Organização: Força realiza seu 8º Congresso Nacional

“Além das teses de interesse da Central que serão implementadas nos próximos quatro anos, naturalmente vamos discutir, com bastante intensidade, as propostas das reformas trabalhista e da Previdência Social, que, se aprovadas em seus textos originais, vão alterar radicalmente – para muito pior – a vida dos trabalhadores”, afirma Paulo Pereira da Silva, Paulinho, presidente da Força Sindical.

“Essas mudanças defendidas pelos adeptos das reformas foram muito debatidas nos congressos estaduais da Central realizados entre fevereiro e maio.

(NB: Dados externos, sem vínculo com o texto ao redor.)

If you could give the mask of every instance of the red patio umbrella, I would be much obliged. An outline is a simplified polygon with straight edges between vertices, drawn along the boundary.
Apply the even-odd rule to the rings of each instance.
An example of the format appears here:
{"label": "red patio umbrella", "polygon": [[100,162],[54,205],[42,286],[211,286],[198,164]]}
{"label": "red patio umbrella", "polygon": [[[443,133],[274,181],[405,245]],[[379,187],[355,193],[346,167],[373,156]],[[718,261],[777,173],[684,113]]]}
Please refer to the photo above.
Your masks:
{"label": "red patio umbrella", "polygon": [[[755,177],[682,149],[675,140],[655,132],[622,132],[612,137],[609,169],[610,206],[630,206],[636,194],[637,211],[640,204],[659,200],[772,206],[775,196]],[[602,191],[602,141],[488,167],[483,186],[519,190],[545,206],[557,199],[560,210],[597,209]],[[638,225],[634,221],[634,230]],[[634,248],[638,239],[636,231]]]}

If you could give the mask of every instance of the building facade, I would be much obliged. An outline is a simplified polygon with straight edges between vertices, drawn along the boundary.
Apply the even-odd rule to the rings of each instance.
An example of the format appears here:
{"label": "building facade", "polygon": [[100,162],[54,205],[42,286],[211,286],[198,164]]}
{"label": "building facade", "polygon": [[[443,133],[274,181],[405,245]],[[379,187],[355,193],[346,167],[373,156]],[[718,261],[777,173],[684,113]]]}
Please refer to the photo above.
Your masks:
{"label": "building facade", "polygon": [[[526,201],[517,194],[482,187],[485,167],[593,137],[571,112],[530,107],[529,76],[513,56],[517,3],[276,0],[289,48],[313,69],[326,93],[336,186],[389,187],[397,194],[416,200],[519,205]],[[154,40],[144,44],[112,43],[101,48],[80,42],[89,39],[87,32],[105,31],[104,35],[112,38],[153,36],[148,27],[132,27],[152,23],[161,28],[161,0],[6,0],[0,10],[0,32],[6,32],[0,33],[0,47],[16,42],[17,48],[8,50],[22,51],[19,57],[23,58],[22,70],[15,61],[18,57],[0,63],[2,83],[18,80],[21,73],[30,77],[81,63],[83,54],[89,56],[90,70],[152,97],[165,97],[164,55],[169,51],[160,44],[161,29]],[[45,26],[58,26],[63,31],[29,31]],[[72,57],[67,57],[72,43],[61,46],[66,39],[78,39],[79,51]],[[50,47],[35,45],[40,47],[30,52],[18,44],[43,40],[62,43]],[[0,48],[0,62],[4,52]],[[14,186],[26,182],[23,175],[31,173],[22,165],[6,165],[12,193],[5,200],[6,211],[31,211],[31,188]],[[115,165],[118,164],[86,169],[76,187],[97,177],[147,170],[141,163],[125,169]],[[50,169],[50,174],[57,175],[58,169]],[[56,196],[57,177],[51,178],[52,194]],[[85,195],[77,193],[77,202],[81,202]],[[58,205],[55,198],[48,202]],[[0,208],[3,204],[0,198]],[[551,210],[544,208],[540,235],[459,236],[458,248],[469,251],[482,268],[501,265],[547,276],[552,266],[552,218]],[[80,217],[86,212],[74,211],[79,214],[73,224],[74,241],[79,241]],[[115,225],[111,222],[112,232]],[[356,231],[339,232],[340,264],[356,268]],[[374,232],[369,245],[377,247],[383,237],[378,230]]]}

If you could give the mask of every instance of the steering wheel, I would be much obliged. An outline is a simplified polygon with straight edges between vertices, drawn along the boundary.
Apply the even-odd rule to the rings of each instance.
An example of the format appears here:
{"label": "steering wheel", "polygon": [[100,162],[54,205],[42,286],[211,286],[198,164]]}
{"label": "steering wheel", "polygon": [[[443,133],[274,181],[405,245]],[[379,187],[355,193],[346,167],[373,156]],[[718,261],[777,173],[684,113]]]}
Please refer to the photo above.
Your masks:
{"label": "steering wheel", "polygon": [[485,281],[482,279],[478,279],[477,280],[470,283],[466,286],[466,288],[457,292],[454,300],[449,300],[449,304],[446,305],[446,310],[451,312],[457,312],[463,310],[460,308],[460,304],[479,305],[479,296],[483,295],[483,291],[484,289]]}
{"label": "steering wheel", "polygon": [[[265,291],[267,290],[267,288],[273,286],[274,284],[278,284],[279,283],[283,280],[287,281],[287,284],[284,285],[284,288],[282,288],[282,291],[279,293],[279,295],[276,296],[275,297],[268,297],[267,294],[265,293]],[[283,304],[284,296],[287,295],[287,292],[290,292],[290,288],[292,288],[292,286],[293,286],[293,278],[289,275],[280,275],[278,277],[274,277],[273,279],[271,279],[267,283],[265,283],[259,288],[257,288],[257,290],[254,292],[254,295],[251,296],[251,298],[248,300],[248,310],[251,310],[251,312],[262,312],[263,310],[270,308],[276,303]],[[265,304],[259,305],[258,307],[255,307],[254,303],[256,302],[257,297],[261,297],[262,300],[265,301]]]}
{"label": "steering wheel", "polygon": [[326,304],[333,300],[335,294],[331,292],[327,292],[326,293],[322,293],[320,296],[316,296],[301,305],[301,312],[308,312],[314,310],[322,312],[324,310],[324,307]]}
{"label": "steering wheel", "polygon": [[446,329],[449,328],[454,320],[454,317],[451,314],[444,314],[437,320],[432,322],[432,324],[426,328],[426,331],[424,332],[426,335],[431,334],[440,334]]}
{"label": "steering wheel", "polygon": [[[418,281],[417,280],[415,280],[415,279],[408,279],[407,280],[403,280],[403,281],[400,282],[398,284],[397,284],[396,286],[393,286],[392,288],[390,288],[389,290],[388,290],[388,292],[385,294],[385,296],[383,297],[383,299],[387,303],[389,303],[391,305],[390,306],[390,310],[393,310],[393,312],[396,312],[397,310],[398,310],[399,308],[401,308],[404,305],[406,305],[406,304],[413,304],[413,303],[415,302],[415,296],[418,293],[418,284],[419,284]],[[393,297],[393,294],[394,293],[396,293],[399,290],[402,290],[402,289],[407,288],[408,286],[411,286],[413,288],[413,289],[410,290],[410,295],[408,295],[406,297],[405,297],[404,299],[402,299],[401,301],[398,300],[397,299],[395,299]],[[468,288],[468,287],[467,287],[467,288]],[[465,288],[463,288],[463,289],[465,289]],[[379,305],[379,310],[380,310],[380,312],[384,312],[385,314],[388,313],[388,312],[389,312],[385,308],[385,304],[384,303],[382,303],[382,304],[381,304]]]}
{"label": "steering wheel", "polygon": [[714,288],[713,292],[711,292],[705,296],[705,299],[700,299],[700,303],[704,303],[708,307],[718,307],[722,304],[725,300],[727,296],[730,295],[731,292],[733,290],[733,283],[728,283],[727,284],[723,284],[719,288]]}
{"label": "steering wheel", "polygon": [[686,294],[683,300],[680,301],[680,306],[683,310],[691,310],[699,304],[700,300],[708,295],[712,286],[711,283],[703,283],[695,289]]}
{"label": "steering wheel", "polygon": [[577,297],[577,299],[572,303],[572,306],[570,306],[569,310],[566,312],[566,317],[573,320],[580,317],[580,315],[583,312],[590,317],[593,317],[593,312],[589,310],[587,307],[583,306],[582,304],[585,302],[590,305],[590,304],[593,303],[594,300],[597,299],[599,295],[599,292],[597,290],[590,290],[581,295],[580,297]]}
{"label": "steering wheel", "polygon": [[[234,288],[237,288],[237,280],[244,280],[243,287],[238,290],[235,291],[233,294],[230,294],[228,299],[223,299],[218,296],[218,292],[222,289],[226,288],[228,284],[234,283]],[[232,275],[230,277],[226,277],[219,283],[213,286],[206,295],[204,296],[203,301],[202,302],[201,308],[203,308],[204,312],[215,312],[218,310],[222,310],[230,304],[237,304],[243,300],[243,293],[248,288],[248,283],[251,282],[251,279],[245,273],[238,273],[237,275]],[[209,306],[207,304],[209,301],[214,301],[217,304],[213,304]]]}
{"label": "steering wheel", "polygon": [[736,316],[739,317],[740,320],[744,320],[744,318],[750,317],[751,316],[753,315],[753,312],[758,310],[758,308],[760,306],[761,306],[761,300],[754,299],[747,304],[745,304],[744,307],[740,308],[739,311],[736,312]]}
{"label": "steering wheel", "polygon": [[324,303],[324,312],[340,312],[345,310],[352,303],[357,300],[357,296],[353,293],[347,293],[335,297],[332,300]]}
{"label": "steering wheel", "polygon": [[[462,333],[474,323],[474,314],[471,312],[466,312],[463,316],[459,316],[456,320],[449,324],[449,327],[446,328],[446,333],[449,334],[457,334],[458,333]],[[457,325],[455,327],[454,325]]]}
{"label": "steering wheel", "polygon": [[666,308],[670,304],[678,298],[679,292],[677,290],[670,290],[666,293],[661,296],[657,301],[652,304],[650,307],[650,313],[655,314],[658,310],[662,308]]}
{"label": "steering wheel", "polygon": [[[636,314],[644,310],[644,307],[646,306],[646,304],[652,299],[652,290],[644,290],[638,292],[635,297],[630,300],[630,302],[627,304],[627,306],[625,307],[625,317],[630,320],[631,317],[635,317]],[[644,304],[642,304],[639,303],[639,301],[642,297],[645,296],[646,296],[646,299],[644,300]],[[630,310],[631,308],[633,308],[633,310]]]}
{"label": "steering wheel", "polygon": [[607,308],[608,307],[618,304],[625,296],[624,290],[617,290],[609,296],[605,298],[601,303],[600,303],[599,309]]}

Com os sindicalistas sabendo o que pode acontecer caso as reformas sejam aprovadas como estão, a tomada de decisões sobre o que queremos será muito facilitada”, declara Geraldino dos Santos Silva, secretário de Relações Sindicais da Força.

Entre os inúmeros temas, serão debatidas e deliberadas no Congresso a agenda programática da Central, a ação sindical para os próximos quatro anos e as políticas de incentivo ao crescimento da economia e ao desenvolvimento do País, com justiça social, distribuição de renda, igualdade de oportunidades, geração e manutenção de empregos, participação social e democracia.

Outros temas são: a necessidade de avançar nos temas da autorregulamentação sindical e da normatização definitiva do sistema de financiamento das entidades sindicais.